Login into HPC
mcescalo@login.hpc.ncsu.edu
Change the working directory to my user name under bitcpt group
>>: cd /share/bitcpt/Fall2022/mcescalo/Portafolio
Create "Sl.starindex.sh" shell script using vi command and write the star index script for Sl
>>>: vi Sl.starindex.sh
#!/bin/tcsh
#BSUB -J starindices_Sl_Caroindex #job name
#BSUB -n 10 #number of nodes
#BSUB -W 2:0 #time for job to complete
#BSUB -o starindices.out.%J #output file
#BSUB -e starindices.err.%J #error file
# For running star to generate genome index
# Run in working directory /share/bitcpt/Fall2022/UnityID/Portofolio
# Must run this in working directory with subdirectory named /starindices
module load conda
conda activate /usr/local/usrapps/bitcpt/star
set IN=/gpfs_common/share03/bitcpt/Fall2022/referenceGenomes/Solanum_lycopersicum/Portfolio/Tom-Heinz1706
STAR --runThreadN 10 --runMode genomeGenerate --genomeSAindexNbases 13 --genomeDir starindices --genomeFastaFiles ${IN}/Tom-Heinz_assembly.fasta --sjdbGTFfile ${IN}/Tom-Heinz.agat.gtf --sjdbOverhang 58
Submit the job to run the star indexing
>>>: bsub < Sl.starindex.sh
After successful completion of the star indexing job, change the directory to starindices (output directory for star indexing)
>>>: cd starindices
list out the files inside the starindices directory using the tree command
>>>: tree
.
├── chrLength.txt
├── chrNameLength.txt
├── chrName.txt
├── chrStart.txt
├── exonGeTrInfo.tab
├── exonInfo.tab
├── geneInfo.tab
├── Genome
├── genomeParameters.txt
├── Log.out
├── SA
├── SAindex
├── sjdbInfo.txt
├── sjdbList.fromGTF.out.tab
├── sjdbList.out.tab
└── transcriptInfo.tab
Interpretation of the Script
Option Breakdown
--runThreadN 10 ##Set the number of threads, must match #BSUB -n value
--runMode genomeGenerate ##STAR can do genome indexing and alignment. Here we're telling STAR that we want to index the genome.

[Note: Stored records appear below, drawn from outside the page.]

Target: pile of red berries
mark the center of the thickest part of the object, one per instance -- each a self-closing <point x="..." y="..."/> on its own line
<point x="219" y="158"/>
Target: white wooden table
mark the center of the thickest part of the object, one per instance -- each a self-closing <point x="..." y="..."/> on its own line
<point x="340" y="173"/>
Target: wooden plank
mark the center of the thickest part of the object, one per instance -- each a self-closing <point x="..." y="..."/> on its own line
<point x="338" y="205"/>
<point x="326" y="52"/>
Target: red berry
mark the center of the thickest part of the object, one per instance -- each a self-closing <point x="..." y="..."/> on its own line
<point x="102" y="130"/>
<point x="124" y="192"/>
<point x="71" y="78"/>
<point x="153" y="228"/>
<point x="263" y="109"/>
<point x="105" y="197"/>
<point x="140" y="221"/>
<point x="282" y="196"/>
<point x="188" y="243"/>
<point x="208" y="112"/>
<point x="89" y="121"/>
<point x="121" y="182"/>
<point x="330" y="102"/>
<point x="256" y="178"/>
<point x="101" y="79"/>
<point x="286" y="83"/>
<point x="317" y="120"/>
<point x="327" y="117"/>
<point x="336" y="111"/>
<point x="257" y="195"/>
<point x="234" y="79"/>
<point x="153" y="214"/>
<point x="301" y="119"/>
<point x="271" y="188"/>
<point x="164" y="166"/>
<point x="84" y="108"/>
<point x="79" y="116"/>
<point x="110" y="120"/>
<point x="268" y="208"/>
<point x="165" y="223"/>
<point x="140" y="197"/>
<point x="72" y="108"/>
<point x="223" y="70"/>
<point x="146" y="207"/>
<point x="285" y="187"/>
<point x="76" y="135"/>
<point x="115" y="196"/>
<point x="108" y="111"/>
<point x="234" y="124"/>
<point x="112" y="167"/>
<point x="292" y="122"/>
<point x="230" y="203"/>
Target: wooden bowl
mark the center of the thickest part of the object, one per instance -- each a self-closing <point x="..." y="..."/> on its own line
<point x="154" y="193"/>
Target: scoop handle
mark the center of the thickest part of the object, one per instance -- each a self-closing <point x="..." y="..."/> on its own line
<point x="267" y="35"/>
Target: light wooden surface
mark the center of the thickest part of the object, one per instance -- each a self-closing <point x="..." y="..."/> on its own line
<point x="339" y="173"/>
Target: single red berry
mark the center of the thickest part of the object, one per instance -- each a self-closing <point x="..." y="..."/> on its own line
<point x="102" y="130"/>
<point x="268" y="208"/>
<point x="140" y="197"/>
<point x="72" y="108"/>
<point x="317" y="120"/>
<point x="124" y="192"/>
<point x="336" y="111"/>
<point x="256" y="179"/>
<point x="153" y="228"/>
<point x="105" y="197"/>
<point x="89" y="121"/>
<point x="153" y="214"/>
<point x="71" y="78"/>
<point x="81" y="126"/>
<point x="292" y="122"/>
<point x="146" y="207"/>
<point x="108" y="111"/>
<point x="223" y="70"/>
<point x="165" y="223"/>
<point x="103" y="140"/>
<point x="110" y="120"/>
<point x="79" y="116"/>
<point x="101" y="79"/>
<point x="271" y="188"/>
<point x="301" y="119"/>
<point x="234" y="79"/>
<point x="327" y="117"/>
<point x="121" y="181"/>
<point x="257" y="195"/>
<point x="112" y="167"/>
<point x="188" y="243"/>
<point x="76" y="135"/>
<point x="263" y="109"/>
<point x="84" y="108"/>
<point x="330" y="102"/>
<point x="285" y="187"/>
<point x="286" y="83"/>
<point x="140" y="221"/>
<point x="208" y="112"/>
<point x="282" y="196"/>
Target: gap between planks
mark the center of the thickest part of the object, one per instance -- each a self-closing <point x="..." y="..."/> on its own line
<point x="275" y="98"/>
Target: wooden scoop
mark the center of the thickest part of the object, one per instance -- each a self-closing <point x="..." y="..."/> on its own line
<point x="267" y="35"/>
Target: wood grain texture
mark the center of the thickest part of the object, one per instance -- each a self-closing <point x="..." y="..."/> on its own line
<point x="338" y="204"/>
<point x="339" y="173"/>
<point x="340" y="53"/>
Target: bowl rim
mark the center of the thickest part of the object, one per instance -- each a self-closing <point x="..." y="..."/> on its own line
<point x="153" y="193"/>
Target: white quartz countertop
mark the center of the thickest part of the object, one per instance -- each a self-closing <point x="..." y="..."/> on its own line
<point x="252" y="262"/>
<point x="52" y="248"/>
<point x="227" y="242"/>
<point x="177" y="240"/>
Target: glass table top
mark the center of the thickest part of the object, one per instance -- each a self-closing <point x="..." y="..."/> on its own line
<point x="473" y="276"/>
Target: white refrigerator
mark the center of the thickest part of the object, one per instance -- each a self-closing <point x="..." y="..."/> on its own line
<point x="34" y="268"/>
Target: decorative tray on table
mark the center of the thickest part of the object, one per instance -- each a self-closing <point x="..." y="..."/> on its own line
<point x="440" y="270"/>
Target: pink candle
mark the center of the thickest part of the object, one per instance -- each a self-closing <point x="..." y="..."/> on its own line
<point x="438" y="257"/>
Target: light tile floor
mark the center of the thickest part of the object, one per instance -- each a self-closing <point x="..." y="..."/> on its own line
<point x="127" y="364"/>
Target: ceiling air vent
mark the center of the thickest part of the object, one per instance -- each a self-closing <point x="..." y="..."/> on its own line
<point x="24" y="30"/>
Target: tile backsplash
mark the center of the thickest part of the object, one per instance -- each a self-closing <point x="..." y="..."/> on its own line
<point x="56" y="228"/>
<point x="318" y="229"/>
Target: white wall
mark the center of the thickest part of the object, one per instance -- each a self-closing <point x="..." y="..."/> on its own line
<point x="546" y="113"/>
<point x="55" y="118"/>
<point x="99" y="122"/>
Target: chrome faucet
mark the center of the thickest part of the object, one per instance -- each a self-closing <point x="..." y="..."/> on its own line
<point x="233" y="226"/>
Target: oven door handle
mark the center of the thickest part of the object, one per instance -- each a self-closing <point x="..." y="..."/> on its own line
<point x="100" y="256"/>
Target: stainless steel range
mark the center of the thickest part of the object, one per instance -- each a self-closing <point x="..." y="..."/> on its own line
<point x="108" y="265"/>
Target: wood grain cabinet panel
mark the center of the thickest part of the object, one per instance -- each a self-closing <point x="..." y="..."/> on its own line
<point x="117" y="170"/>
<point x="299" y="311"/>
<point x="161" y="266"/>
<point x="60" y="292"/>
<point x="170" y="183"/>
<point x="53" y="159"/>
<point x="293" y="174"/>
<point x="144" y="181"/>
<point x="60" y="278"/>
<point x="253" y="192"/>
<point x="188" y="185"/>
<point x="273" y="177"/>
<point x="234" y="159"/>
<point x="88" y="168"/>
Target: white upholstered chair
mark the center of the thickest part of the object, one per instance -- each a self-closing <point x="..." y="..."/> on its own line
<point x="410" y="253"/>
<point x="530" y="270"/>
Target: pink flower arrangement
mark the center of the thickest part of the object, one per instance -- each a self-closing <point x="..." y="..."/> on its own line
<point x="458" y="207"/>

--genomeDir starindices/ ##Tell STAR where to write the output
--genomeFastaFiles ${IN}/Tom-Heinz_assembly.fasta ##Tell STAR where the genome assembly file(s) are
--sjdbGTFfile ${IN}/Tom-Heinz.agat.gtf ##Tell STAR where the annotation file is
--sjdbOverhang 36 ##Length of RNA-seq reads - 1. After cleaning, our Arabidopsis reads are 58 bp.